Since chemotherapy also leads to bone marrow suppression and a decrease in white blood cells, leading to a compromised immune system, some patients can also opt for a G-CSF (granulocyte-colony stimulating factor) injection to clone white blood cells by stimulating the bone marrow. Thus, chemotherapy will not have to be postponed.

Mind-set

Then, there’s the all-important mind-set, Doc Charity says. “May mga sukahin talaga, mostly females, and you can almost predict who they are—you know, the ones who get dizzy on boats. That’s when you give aggressive treatment to cover a week of nausea.”

Some are so preconditioned, they even get nauseated at the sight of their doctor, she says with a laugh.

“For those who eat well and are fit, who cope well psychologically and are not depressed, the side effects are so much less.”

Cruz’s case was remarkable, Doc Charity says, as even a taxed heart improved with chemotherapy after the lungs cleared.

“The concern now is recurrence, so like all patients, he has to come for follow-ups. The first two years are the worst, as they have the highest rate of recurrence in that time, so we check the patient every three months. For years three to four, I make them comeback every six months; after five years, the rate of recurrence goes down to 2 percent.”

When Doc Charity is out of the country, she leaves patients in the able hands of her trusted oncology nurses; her well-loved secretary at St. Luke’s Global, Remy, is herself a cancer survivor who obviously didn’t lack for medical care.

Those trips aren’t vacations, however, but oncology conventions and meetings all over the world.

“It’s a requirement of St. Luke’s that you update your knowledge, but the primary reason I travel is for my patients. I don’t want a patient to come back and hear me say, ‘Wala na akong magagawa.’ I never want them to hear me say that.

“So I get whatever knowledge I can outside, especially since research and clinical trials are done there, and they have better data to show. We become part of the international scene.”

Accidental

Oncology was an “accidental” route for this 1986 graduate of the University of Santo Tomas College of Medicine and Surgery, who initially wanted to go into internal medicine, “but no hospital accepted me. They thought I was too young. So I took it to mean it was not my path, and God was preparing me for something different.”

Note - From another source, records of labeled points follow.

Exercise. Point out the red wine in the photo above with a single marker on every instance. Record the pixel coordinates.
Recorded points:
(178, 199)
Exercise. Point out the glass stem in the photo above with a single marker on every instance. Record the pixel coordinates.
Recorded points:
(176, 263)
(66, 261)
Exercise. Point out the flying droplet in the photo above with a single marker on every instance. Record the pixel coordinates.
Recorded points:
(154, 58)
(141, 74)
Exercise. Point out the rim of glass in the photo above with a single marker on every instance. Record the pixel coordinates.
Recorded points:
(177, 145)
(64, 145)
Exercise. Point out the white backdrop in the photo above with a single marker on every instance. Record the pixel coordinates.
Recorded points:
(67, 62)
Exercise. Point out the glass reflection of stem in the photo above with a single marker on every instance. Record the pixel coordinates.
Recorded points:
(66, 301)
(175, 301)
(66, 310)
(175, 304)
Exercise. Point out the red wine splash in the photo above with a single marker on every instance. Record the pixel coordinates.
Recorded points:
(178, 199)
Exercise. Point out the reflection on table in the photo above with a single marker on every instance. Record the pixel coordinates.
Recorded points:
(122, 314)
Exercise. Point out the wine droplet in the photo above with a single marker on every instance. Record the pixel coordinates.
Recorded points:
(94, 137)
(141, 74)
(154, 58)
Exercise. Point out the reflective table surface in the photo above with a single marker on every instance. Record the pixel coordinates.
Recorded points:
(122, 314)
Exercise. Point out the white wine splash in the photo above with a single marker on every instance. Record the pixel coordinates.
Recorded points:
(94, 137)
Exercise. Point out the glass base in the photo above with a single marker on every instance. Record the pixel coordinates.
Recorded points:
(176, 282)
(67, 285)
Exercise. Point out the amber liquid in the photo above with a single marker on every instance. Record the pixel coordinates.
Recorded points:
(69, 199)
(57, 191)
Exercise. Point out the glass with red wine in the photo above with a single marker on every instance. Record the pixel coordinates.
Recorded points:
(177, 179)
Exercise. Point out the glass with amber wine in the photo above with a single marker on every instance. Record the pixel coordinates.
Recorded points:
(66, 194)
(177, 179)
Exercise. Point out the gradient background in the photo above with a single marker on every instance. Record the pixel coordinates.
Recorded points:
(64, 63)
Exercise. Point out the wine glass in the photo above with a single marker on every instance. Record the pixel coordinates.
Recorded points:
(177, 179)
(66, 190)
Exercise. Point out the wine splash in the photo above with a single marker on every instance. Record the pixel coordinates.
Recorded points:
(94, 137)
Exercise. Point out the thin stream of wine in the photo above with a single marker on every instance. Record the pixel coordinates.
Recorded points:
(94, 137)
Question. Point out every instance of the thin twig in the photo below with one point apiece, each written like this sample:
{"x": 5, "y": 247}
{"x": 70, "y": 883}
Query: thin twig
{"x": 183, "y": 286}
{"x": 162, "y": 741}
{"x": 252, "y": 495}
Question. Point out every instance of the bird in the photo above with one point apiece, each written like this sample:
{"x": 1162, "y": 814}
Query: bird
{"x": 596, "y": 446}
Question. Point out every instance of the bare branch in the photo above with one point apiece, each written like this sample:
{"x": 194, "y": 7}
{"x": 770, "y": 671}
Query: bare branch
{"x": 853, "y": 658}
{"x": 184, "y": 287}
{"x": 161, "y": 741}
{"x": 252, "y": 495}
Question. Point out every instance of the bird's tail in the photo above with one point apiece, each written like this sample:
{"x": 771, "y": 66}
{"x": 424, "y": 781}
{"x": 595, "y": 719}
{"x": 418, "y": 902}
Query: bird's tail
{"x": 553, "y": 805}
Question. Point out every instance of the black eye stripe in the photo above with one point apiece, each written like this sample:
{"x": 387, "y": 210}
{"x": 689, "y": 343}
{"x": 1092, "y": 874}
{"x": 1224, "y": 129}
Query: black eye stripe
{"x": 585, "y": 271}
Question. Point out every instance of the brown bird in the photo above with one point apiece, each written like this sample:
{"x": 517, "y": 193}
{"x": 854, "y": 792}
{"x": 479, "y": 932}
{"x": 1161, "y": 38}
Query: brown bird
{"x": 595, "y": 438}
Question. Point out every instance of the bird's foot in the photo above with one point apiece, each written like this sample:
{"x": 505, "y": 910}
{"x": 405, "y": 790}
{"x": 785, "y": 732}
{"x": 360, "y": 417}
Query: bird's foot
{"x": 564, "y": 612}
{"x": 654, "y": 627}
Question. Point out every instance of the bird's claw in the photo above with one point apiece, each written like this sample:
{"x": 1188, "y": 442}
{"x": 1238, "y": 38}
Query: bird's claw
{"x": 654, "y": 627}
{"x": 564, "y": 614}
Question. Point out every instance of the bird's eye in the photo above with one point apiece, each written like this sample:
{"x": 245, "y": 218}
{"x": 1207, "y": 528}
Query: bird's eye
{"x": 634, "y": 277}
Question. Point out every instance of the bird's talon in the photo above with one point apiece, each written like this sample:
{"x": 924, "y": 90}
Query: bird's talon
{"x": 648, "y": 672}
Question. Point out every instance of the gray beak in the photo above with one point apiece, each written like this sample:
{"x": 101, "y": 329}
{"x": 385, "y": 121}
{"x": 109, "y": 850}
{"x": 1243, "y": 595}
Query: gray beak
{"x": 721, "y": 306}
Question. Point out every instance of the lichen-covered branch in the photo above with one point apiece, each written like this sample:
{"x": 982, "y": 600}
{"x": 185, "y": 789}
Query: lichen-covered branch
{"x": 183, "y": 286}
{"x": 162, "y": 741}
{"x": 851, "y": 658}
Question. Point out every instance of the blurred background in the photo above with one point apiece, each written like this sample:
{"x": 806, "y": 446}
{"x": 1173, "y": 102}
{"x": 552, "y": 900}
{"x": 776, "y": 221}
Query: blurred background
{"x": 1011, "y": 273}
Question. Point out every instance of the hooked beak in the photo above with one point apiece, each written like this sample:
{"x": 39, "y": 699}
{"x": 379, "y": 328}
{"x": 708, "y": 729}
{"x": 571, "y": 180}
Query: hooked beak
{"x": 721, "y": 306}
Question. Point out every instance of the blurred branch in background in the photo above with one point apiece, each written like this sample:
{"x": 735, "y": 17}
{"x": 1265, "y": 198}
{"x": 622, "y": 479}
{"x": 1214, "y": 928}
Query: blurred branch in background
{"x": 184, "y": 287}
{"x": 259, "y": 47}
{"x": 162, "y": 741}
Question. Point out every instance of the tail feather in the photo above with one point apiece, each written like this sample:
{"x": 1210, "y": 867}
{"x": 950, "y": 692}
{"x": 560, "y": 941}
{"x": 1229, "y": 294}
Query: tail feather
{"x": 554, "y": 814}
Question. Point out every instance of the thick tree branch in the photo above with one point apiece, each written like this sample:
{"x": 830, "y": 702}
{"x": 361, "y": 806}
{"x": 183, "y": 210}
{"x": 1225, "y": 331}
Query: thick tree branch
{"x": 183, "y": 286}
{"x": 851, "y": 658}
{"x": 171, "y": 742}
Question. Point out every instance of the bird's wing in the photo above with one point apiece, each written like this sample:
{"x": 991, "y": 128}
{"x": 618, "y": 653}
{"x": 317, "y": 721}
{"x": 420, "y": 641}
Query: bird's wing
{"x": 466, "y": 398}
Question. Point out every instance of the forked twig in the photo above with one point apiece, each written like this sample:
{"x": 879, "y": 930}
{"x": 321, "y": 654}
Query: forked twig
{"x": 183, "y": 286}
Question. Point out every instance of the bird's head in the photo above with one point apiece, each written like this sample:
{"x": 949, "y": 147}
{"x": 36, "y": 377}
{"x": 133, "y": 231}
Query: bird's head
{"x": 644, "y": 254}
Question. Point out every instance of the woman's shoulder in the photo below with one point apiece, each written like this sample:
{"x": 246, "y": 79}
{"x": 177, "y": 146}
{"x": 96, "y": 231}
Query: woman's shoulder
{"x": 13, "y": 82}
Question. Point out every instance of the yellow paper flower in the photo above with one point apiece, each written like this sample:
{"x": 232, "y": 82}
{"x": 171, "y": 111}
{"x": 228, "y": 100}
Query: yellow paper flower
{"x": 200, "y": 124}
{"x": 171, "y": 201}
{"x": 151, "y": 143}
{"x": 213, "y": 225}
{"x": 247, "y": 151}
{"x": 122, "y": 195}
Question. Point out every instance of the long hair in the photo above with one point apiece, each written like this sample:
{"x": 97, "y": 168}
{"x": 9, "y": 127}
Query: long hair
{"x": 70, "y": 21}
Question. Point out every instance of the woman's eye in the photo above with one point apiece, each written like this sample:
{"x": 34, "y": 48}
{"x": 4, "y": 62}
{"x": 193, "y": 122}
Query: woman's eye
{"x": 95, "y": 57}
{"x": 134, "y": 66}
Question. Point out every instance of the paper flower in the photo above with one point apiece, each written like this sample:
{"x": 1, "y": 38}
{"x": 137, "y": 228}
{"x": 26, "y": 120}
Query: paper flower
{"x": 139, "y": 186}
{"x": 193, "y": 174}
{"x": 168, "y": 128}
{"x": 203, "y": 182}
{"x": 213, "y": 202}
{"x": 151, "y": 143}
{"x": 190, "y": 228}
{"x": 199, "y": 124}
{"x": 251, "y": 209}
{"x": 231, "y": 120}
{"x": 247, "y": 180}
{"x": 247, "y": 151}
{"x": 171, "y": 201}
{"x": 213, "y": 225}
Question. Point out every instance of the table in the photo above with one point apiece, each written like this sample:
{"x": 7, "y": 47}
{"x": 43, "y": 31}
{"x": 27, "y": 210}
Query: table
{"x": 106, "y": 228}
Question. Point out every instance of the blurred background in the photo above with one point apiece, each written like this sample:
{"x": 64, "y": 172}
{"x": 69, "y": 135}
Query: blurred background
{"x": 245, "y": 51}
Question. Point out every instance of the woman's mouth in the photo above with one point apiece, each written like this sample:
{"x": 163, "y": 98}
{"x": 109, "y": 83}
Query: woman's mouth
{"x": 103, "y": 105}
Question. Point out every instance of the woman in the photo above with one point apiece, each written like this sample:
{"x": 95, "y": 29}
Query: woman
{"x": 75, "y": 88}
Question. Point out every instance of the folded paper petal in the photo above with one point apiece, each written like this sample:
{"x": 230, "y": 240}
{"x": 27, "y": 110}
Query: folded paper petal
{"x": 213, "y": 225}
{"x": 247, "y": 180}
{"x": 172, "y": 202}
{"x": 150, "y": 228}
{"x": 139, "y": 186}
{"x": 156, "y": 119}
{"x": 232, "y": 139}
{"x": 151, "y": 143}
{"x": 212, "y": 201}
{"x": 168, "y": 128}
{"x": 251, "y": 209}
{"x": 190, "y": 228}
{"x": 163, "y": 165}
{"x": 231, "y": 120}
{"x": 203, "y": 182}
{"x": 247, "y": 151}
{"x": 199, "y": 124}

This, after she had to balance studies and caring for a sick mother after her father, the family breadwinner, died in a car accident.

A fellowship in medical oncology was offered “on a silver platter” at Veterans Memorial Medical Center by a favorite mentor, Dr. Valorie Chan, after seeing how Doc Charity worked with patients, the incredible bedside manner that marks her practice to this day.

“It was offered to me without too much assessment and evaluation,” she recalls. “It pays to have a good mentor—someone who inspires you, someone you want to be like,” she says of Dr. Chan.

Family
Now, she has two kids with husband Samuel Gorospe, Jonathan David and Julienne Dominique—both of them in medical school. “They want to repeat the mistakes I made!” she says with a laugh.

Samuel often accompanies her to conventions, the last being the European Society for Medical Oncology Congress in Munich, Germany, in October.

And, Doc Charity lives up to her name, waiving her fee for indigent patients and going the extra mile to find new treatment options for challenging cases.

Big question

The big question, then: When will we see a cure for cancer?

“Not soon, not in the next years,” Doc Charity states. “Cancer cells are as brilliant as humans. They learn to protect themselves, mutate into a different form, so that no drugs are able to control them. They form mechanisms to evade the heat of that drug.”

The lifesaver, then, is “screening, not just early detection. If you get it early, you may not even have to do chemotherapy. Chemo will not kill you; there will be toxicities, but not for the rest of your life.”